Instafriend in California



At thirty-thousand feet, I was reading about destruction. I admit: it’s not the most pleasant subject matter for someone who’s facing her fear by confronting it. But I needed a plan, before landing, for how I could burn away everything that had been holding me back: frustrated relationships, insecurity about my career path, a temporary creative block.

With nothing but atmosphere between me and the Earth, I was studying Awakening Shakti, a book that introduces readers to female Hindu goddess. Kali, I was learning, is a goddess who represents creation and renewal, which can only happen when a person destroys whatever is keeping her from growth. In New Jersey, my origin, my heart and creative energy had become as lifeless and cold as the mid-January freeze.

When I landed at Los Angeles International Airport, where the temperature was about 40 degrees warmer than in Newark, I picked up a rented Hyundai Sonata and anticipated spending the next few days like a child’s lost and forgotten summer toy – a miniature water gun, perhaps – captured in a block of ice, waiting for the heat to melt it into being. I could go anywhere and be anything without answering to anyone.

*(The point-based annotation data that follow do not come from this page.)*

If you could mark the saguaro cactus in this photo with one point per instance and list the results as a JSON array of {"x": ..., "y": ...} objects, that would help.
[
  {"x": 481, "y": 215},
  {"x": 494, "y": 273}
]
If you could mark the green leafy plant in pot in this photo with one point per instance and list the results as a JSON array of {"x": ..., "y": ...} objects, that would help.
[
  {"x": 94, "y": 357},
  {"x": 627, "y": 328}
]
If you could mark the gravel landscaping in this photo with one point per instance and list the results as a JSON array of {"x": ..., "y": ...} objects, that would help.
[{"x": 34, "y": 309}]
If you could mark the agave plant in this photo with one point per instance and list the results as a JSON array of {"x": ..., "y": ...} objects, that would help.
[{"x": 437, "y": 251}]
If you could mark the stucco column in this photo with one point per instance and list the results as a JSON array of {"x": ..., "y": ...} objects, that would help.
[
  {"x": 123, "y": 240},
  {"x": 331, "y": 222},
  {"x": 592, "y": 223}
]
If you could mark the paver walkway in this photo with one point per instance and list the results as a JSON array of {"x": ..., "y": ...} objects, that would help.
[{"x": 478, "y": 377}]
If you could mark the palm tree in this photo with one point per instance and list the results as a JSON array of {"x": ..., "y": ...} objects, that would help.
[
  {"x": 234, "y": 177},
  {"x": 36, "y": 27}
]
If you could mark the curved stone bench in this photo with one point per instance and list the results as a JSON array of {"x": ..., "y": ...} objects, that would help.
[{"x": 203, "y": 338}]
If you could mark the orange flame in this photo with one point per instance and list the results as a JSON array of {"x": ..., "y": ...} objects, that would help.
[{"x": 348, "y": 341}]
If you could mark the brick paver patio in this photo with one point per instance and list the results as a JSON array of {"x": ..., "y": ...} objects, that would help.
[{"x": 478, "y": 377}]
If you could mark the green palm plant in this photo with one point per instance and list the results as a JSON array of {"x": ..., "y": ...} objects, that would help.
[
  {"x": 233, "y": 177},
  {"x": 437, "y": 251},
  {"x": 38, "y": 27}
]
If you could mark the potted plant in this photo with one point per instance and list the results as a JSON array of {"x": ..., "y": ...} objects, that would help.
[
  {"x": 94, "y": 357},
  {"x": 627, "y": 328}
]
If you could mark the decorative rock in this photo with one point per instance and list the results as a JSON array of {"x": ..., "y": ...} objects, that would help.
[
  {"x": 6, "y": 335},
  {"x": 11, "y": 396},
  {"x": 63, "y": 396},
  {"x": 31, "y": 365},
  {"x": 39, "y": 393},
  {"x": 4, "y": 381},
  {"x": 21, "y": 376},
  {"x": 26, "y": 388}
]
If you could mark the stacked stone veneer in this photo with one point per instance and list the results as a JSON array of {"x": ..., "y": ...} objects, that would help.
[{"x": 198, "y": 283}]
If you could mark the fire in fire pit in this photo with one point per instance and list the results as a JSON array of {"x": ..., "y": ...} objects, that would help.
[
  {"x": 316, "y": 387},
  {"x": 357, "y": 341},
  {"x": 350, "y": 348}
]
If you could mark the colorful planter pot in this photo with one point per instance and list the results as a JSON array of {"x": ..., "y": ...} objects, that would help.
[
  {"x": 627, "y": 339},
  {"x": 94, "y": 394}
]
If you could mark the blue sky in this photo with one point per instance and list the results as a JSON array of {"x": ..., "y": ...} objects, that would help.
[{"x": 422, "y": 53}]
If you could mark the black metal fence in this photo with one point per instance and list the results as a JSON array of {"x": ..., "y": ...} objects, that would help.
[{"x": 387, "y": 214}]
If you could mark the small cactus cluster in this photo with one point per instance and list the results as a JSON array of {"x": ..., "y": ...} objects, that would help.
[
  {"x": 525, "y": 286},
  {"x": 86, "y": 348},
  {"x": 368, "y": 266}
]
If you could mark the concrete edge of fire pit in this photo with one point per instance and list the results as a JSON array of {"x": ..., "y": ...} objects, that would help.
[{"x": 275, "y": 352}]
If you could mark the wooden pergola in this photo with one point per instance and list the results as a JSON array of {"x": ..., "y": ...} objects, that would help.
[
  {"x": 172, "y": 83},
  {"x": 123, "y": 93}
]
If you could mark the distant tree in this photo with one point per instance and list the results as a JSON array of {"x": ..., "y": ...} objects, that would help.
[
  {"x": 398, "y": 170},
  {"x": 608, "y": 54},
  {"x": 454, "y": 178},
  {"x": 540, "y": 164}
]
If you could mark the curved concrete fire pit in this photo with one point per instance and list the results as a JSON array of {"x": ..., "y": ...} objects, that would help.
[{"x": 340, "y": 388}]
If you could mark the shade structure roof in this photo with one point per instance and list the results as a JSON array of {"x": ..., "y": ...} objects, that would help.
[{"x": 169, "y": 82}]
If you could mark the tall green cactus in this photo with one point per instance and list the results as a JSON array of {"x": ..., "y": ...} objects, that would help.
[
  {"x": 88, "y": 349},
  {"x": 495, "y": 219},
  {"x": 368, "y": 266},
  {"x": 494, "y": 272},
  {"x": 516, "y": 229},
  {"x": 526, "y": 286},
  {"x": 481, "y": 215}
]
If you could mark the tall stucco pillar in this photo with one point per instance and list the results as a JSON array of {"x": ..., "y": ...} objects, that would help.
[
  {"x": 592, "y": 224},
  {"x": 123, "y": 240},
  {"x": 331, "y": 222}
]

I peeled off the layers – a scarf, a sweater, and heavy socks – that had kept me warm that morning and on the air-conditioned plane, and I considered what to do with my new sense of weightlessness. Hungry, I decided my first stop would be Veggie Grill, a plant-based fast food chain with locations throughout California, Oregon, and Washington. As a vegan, I wanted to take this trip partly so that I could indulge in all the best vegan food that Los Angeles has to offer. I wanted to celebrate, in abundance, my decision to be vegan, a choice that many assumed was limiting.

When I arrived at the restaurant, I couldn’t believe how many people were eating lunch at a restaurant with a meatless menu; all tables were occupied. After ordering a “quinoa power salad,” I sat down at a table that had just cleared and waited.

Suddenly, I felt a tap on my shoulder. In the moment before I turned around, I guessed that the person tapping me might be another solo diner, hoping to share my table in the crowded space. Or had I forgotten to take my change from the cashier? I faced the stranger.

“Are you Laryssa?”

I squinted at the dark-haired young man. He was wearing a black hooded sweatshirt
and jeans. I tried so hard to place him in my memory that I could almost feel my hippocampus groan.

“Yes, that’s me,” I said.

Who, so far away from my home, would recognize me? I was trying to be something different here, to shed my East Coast identity. Obviously I was still carrying its weight.

“Do I know you?”

“We follow each other on Instagram,” he said.

Instagram is a social media community where I post photos of vegan food and other miscellany. To myself, I call it “Veganland” because nearly every one of the 1,000 users I follow is vegan. Whenever I feel alone, I can open the iPhone app and, as I scroll through photo after photo of vegan dishes, can pretend that our planet is a cruelty-free utopia.
But I didn’t recognize his face from any of the 110×110 pixel profile photos I had associated with people’s Instagram handles.

“What’s your username?”

“Spencer – “

“Oh!” I interrupted.

We chatted for a few minutes, and he hugged me: the perfect welcome. I learned that my Instafriend Spencer was visiting Los Angeles for the day to protest with an animal rights activist group from San Diego.

When he left, his absence made me feel as if my cover had been blown – what are the chances that someone would recognize me from my own square profile photo? I wouldn’t be to begin this trip as someone completely new, removed from my past failures and frustrations. But I realized, between bites of my quinoa salad at Veggie Grill, where I was surrounded by people who were actively making the same ethical choices I make, that I’m in good company, not only in a vegan fast-food establishment but wherever I am.

I wouldn’t have to be alone to burn away my past identities. Instead, I would soften myself to allow connection, which is the only way I’d be able to learn about new possibilities and opportunities, to gain insight into the person I am and who I want to be. When I stepped into the parking lot, I felt a dampness above my upper lip. The sun was at its highest point, and I was sweating.